Katharina Grosse e Tatiana Trouvé. Due artiste a Roma

Quarto e ultimo atto del ciclo “Une”, dedicato al confronto generazionale tra artiste, negli spazi dell’Accademia di Francia a Roma. Un dialogo tra le “numerose irregolarità” di Katharina Grosse e Tatiana Trouvé, curato da Chiara Parisi.

L’ultima mostra del ciclo Une, ideato dalla direttrice Muriel Mayette-Holtz e curato da Chiara Parisi negli spazi dell’Accademia di Francia a Roma, è forse quella che più incisivamente ne racchiude il senso, raccordandosi con elegante simmetria alla personale che aveva fatto da incipit alla serie, dedicata ad Annette Messager.
Se nei mesi scorsi il confronto era innestato su una differenza generazionale ‒ come nel caso di Yoko Ono e la giovane pittrice Claire Tabouret ‒ o clamorosamente epocale ‒ la bella giustapposizione tra Camille Claudel ed Elizabeth Peyton ‒ o decisamente tecnica ‒ installazione e scultura accostate alle pittura contemporanea ‒, la doppia personale di Katharina Grosse (Friburgo, 1961; vive a Berlino)e Tatiana Trouvé  (Cosenza, 1968; vive a Parigi) rappresenta un caso differente: si tratta di due artiste quasi coetanee e che prediligono ‒ rielaborandolo con esiti divergenti, ma complementari ‒l’intervento oggettuale.

Tatiana Trouvé, Les indéfinis, 2017. Photo Alessandro Vasari.
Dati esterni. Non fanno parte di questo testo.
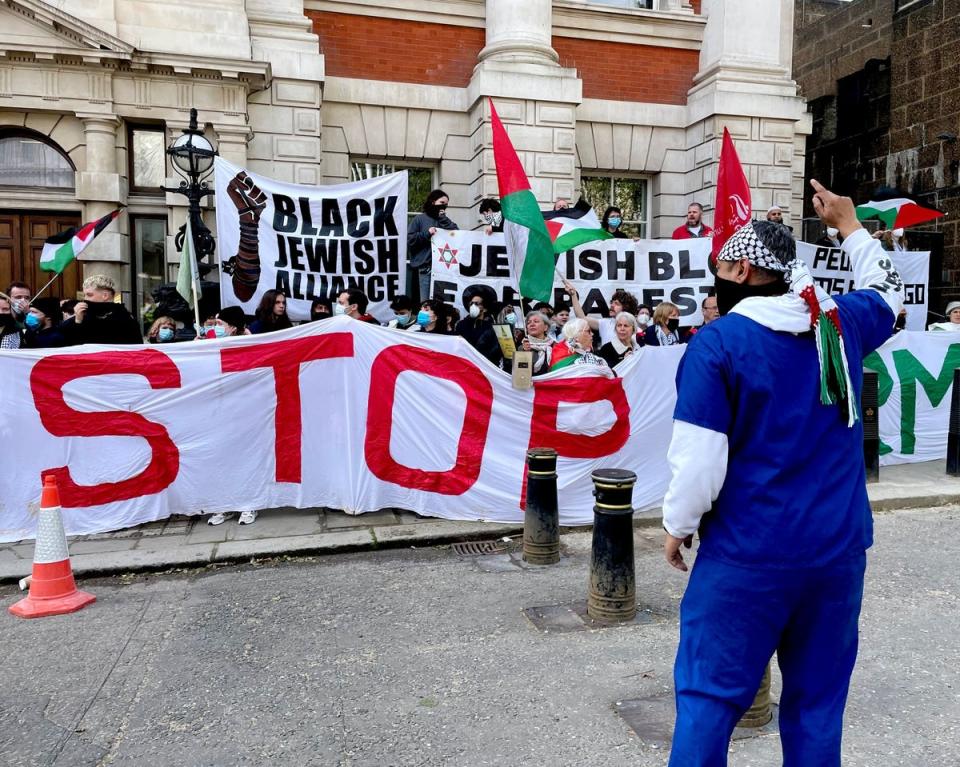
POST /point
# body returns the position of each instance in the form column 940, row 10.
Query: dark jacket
column 480, row 335
column 418, row 237
column 105, row 323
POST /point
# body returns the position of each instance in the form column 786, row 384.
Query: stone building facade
column 621, row 100
column 883, row 82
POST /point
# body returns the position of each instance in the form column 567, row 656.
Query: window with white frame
column 420, row 178
column 630, row 195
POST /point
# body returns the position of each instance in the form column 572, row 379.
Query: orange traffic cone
column 52, row 588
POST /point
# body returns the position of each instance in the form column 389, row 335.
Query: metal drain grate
column 478, row 548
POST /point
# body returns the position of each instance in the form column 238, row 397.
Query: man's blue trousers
column 732, row 619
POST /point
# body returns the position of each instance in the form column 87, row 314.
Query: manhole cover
column 478, row 548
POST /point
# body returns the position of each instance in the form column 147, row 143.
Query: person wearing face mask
column 432, row 318
column 767, row 464
column 665, row 328
column 43, row 325
column 831, row 238
column 10, row 334
column 491, row 215
column 353, row 303
column 320, row 309
column 419, row 232
column 404, row 313
column 162, row 331
column 477, row 327
column 612, row 221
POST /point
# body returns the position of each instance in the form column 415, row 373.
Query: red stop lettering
column 546, row 405
column 51, row 374
column 388, row 365
column 286, row 357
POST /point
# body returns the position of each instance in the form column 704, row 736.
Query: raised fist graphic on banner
column 245, row 265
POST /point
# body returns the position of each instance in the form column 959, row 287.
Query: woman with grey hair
column 576, row 347
column 624, row 342
column 538, row 341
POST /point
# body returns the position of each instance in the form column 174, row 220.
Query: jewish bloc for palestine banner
column 653, row 270
column 310, row 241
column 831, row 269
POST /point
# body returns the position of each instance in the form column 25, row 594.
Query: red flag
column 733, row 207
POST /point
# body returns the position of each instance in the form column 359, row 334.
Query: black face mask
column 730, row 293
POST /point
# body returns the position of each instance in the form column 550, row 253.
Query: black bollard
column 613, row 595
column 870, row 412
column 541, row 518
column 953, row 430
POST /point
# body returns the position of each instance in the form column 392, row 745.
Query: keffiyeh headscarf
column 822, row 316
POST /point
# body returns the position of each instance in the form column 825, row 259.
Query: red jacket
column 682, row 233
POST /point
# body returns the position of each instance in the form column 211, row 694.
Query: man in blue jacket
column 767, row 463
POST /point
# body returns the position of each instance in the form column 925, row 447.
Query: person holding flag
column 767, row 465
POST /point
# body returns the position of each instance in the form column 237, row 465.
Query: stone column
column 519, row 32
column 101, row 188
column 749, row 90
column 535, row 97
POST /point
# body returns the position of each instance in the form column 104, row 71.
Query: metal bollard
column 759, row 712
column 953, row 430
column 613, row 596
column 541, row 519
column 870, row 411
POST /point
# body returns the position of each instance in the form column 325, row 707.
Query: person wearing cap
column 767, row 465
column 477, row 327
column 42, row 323
column 952, row 323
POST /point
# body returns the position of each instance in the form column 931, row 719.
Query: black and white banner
column 310, row 241
column 653, row 270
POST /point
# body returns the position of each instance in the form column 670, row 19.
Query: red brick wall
column 625, row 72
column 396, row 49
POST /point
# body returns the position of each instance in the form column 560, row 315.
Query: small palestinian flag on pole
column 898, row 213
column 60, row 249
column 574, row 226
column 529, row 248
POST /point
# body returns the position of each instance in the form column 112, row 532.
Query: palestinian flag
column 574, row 226
column 61, row 249
column 898, row 213
column 529, row 247
column 561, row 356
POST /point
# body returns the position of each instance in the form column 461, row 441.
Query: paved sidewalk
column 191, row 542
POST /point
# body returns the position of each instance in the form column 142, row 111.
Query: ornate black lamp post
column 192, row 157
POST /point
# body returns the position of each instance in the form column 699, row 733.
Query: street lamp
column 192, row 157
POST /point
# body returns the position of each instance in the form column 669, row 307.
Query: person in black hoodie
column 419, row 232
column 43, row 325
column 477, row 327
column 98, row 319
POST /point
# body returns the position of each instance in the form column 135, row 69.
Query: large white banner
column 338, row 413
column 653, row 270
column 830, row 268
column 310, row 241
column 915, row 376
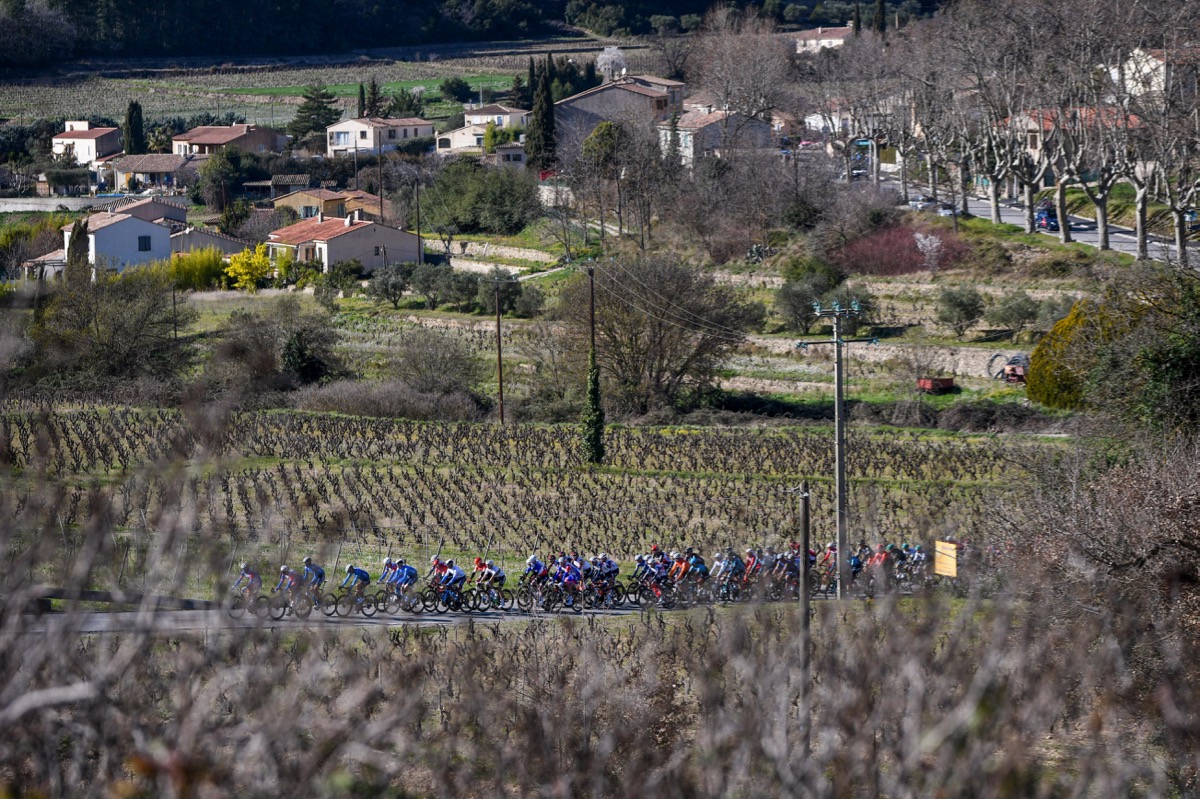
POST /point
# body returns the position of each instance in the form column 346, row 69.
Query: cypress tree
column 77, row 271
column 135, row 130
column 540, row 134
column 593, row 415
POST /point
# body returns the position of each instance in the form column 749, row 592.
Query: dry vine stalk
column 910, row 700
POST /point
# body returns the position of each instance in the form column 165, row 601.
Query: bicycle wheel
column 261, row 607
column 277, row 606
column 303, row 606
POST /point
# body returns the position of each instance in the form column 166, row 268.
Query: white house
column 120, row 240
column 372, row 134
column 88, row 144
column 497, row 114
column 813, row 41
column 329, row 241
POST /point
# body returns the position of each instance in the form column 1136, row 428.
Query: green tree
column 455, row 90
column 78, row 268
column 1014, row 312
column 219, row 175
column 498, row 282
column 390, row 283
column 317, row 112
column 373, row 102
column 406, row 104
column 959, row 308
column 540, row 134
column 135, row 130
column 250, row 268
column 592, row 424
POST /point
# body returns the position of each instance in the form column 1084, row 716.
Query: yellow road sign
column 946, row 559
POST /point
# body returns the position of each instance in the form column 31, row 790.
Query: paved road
column 1083, row 230
column 217, row 620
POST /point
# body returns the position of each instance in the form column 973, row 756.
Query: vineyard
column 269, row 94
column 282, row 485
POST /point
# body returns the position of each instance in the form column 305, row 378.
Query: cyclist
column 403, row 577
column 361, row 580
column 313, row 575
column 454, row 577
column 535, row 571
column 253, row 582
column 491, row 576
column 679, row 568
column 289, row 581
column 389, row 571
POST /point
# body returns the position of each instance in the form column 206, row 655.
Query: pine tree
column 135, row 130
column 77, row 271
column 375, row 101
column 540, row 133
column 593, row 415
column 316, row 113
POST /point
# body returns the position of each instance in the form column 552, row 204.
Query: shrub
column 198, row 270
column 893, row 251
column 959, row 308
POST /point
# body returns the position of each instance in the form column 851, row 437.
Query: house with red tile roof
column 214, row 138
column 329, row 241
column 706, row 132
column 85, row 143
column 371, row 134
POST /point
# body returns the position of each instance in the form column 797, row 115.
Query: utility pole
column 838, row 313
column 499, row 356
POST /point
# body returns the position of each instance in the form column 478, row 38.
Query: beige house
column 313, row 202
column 214, row 138
column 814, row 41
column 497, row 114
column 373, row 134
column 329, row 241
column 85, row 143
column 468, row 138
column 706, row 133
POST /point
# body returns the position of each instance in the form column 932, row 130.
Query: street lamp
column 838, row 313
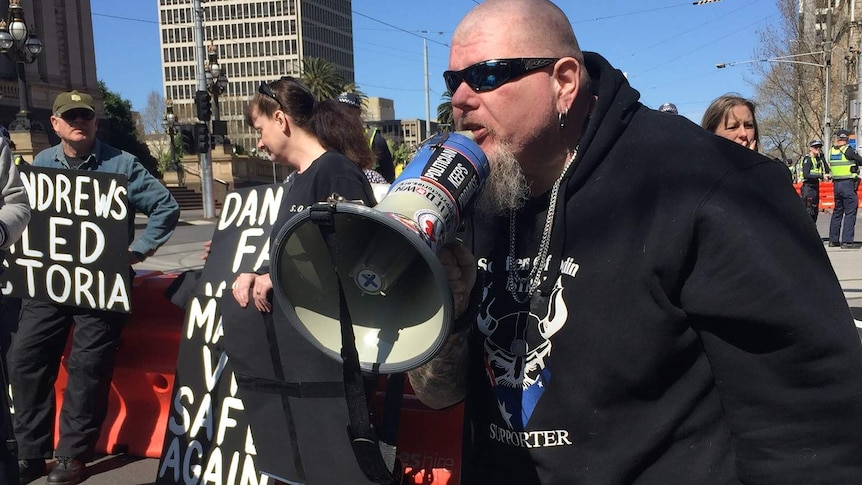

Villa Medici, Roma 2018

Tatiana Trouvé, Les indéfinis, 2017. Photo Alessandro Vasari. Villa Medici, Roma 2018

RADICALI E IRREGOLARI

Le irregolarità che danno il titolo alla mostra sono, secondo Chiara Parisi, ascrivibili a quella capacità di rovesciamento della realtà che accomuna l’artista italiana a quella tedesca: “Emerge una radicalità condivisa”, scrive la curatrice, “così nascono opere che, sebbene partano da elementi concreti, ci fanno perdere la familiarità che abbiamo con determinati oggetti”. Questa trasfigurazione avviene, poeticamente, attraverso il colore nel caso di Katharina Grosse, che tratta qualunque superficie come un supporto per liberare una pittura corposa e squillante, e in chiave sottilmente straniante negli assemblaggi di Tatiana Trouvé: annotazioni sculturali, le definisce l’artista, quasi esili stratificazioni che descrivono migrazioni e mappe (è il caso delle opere Somewhere in the Solar System o The Great Atlas of Disorientation) o si ergono come tracce di un percorso.

Katharina Grosse, Ingres Wood, 2018. Photo Alessandro Vasari. Villa Medici, Roma 2018

Katharina Grosse, Ingres Wood, 2018. Photo Alessandro Vasari. Villa Medici, Roma 2018

L’ALBERO DI INGRES

Se gli interventi di Grosse abbracciano gli spazi di Villa Medici in modo spettacolare, quelli proposti da Trouvé paiono intersecare le sale storiche in maniera più minimale e misteriosa, modulando un interessante contrasto. Nella cordonata medicea, l’artista tedesca ha allestito un riuscito intervento ambientale: i tronchi recisi del pino che era stato piantato da Ingres ai tempi del suo soggiorno come direttore dell’Accademia occupano lo spazio come un’enorme scultura, il pavimento, coperto da un panneggio, ne bilancia i volumi, i colori accesi evocano le tinte brillanti e piene della pittura manierista. Poco più avanti, nelle ultime sale, il dedalo di schermi di vetro e di duchampiane aste metalliche di Trouvé ‒ elementi indefiniti, opere “soglia” nella stessa definizione dell’artista ‒ appare opposto e complementare.